Accident or inevitability?

The story of Firestone, of what happened on that day, is different depending on whom you ask. To oil and gas companies and those who regulate them, the explosion was a freak accident, a tragic event brought about by a set of circumstances not likely to be repeated.

To the fervent critics of the fossil fuel business, Firestone is one of many such incidents waiting to occur, inevitably, when industry intersects suburban sprawl.

“We’ve had 14 explosions since Firestone throughout Colorado,” said Sara Loflin, executive director of the nonprofit advocacy group League of Oil and Gas Impacted Coloradans (LOGIC). “And yet you have oil and gas continuing to insist on bringing these large-scale industrial sites closer and closer to neighborhoods and continuing to insist that they’re safe.”

The Denver Post reported in December that there had been 12 oil and gas-related fires and explosions in the eight months following the Firestone fatalities, including a May 25 blast in Meadthat left one worker dead and three others injured.

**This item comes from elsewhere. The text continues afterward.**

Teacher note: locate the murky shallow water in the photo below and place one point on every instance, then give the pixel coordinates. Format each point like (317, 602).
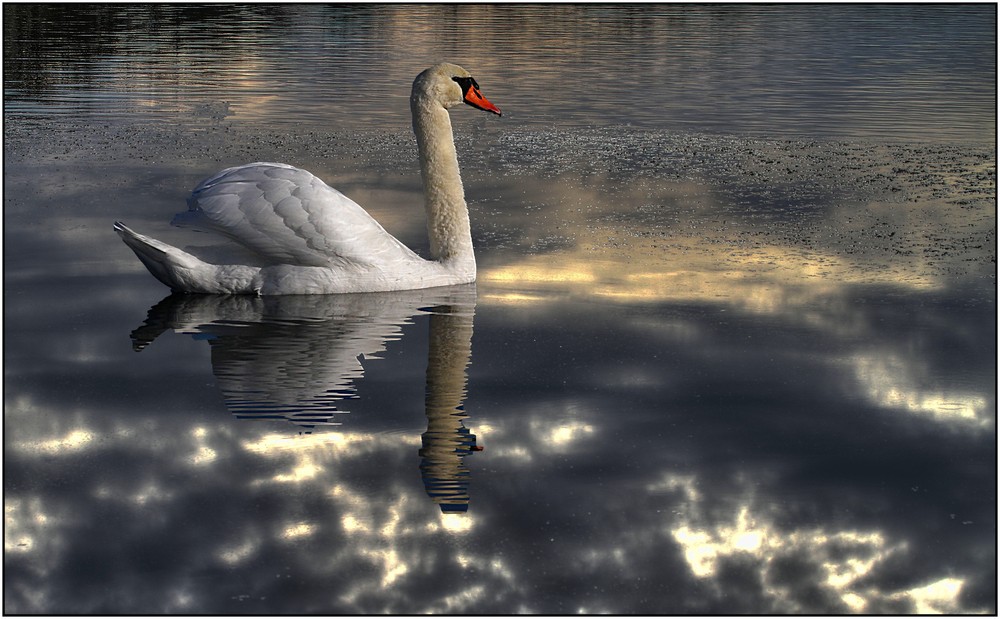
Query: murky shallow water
(709, 374)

Said Loflin: “It’s hard to insist they’re safe when we keep hearing about accidents (and) explosions.”Colorado’s regulations are the toughest in the country, local oil and gas executives and regulators insist. They got tougher after the explosion: More than a dozen new rules pertaining to flow lines — the equipment severed but still connected to an active well in the Firestone incident — were introduced by the Colorado Oil & Gas Commission in February.

The Firestone Effect

The COGCC so far has not started disciplinary measures against Anadarko. The agency typically has one year from the date of the accident to begin an enforcement action, but Anadarko waived that condition through a tolling agreement.

COGCC spokesperson Todd Hartman said he did not know when that process would start.

“There are no words” to describe the feeling at Anadarko offices the day of the explosion, Brice said. “We think about it daily, especially those who live in and around Firestone. We also recognize that pales to what the families and surrounding community endured.”


In the end, the family members declined to speak openly with the Times-Call and Camera, out of fear of jeopardizing ongoing negotiations with Anadarko.

“I can’t even imagine” how Erin’s life has changed, Hoylman said of her former neighbor. “It was like everything was taken away.”

Hoylman’s life has changed, too. She has for the first time become involved in activism, calling and writing local and state elected officials, even penning a letter to Hickenlooper that has (so far) gone unanswered.

She is plagued by anxiety whenever she encounters signs of drilling activity — a frequent site in and around Firestone. “When I go for a run, (when) I go riding, there’s wells. I go on the highway to go to work, there’s wells. I see them and I cry,” she said.

Ideally, she would move away: “Somewhere there’s no fracking,” she said. A handful of homes in the neighborhood have sold since the explosion, for decent profits. But Hoylman hasn’t been able to bring herself to list the house she purchased in June 2015 for $390,000.

The thought of facing prospective buyers, of confronting them with the history of the neighborhood, distresses her.

How do you tell what happened here? she asked.